I grew up in the farthest northwest corner of Minnesota.  Our homestead was part of the village of St. Vincent, but it was on the north side, behind some woods, and looked out onto farmland.  Unless you knew otherwise, it was pretty much like living out in the country.  To our west, just across a small field, were the river woods, and just behind them, was the Red River of the North.  It was the border between us and North Dakota.  To the north, just two miles away - and in our flat river valley, within view of our own eyes - was the Canadian border.  We were so close to Canada, in fact, that the little town just across it - Emerson, Manitoba - had the closest hospital to us, and therefore, I was born there.

There has always a close relationship between Canada and our little corner of America because of our geographic location. One of the things we shared was television.  In the early 1960s, there was no Sesame Street or Nickelodeon.  But for those lucky enough to have access to the CBC, there was the Friendly Giant.

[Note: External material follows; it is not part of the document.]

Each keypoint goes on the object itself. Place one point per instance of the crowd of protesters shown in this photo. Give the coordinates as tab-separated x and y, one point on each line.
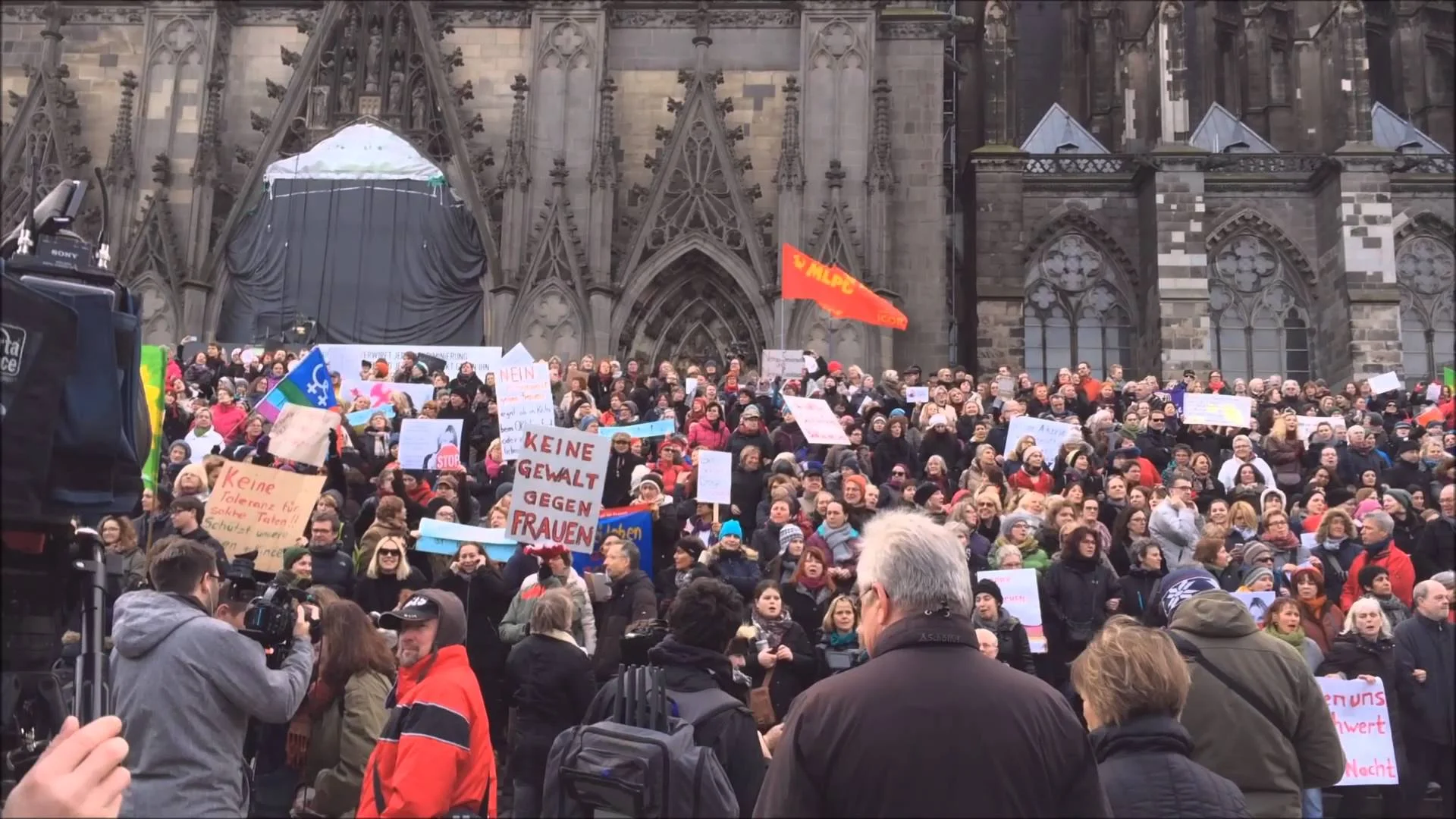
1345	525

The Friendly Giant was a beautifully simple program, consisting of Friendly the Giant, and his pals, Jerome the Giraffe, and Rusty the Rooster.  There were a few other friends like the Jazz Cats who would come by and jam with them for a few songs.  Friendly himself not only told fun stories and joked around with Jerome and Rusty but also played the flute.  The show always started with the camera slowly panning from right to left across a little village, until it came upon a very large boot, Friendly's boot.  All the while, you were hearing off-camera a comforting baritone voice saying it was a beautiful morning today, and so on.  Once the boot showed up, the voice would say, "Look up...Waaaaay up!", and up the camera went along with our eyes, until we saw the smiling face of Friendly.  He'd say he would go on ahead to open up the drawbridge so we could come in for a visit in his castle, and in the meantime we should start walking there to meet him.  As we imagined ourselves going to the castle, onscreen we saw it, and the big drawbridge being let down for us to cross; all the while, a gentle song was being played on a harp.  Once inside, we were escorted to the fireside where Friendly put out some chairs in front of the fire (one big one "...for two to curl up in..."), as well as a "...rocking chair for those who like to rock."  I always imagined myself in the rocking chair.  Then the show would begin!

10.12.2012

Old Homes are Old Friends

The house I grew up in.  The section far to the right was all that was originally built by
my grandparents in 1906.  The rest has been added on over the years.  Every time I go
by and visit the house, I almost think my parents are going to come up to hug me...


I grew up in a very old house that leaned and creaked and had strange smells, but I wouldn't trade it for the world. I loved it.

I am once again in an old "home with character".  I sometimes have little plants struggling through the cracks in the basement concrete by the washing machine, and herds of Daddy Long-legs living in the bathroom, as well as a colony of ladybugs hanging out pretty much everywhere they want to.  Many things don't work quite right, and it takes a lot of love and care, but that's alright.  I can relate.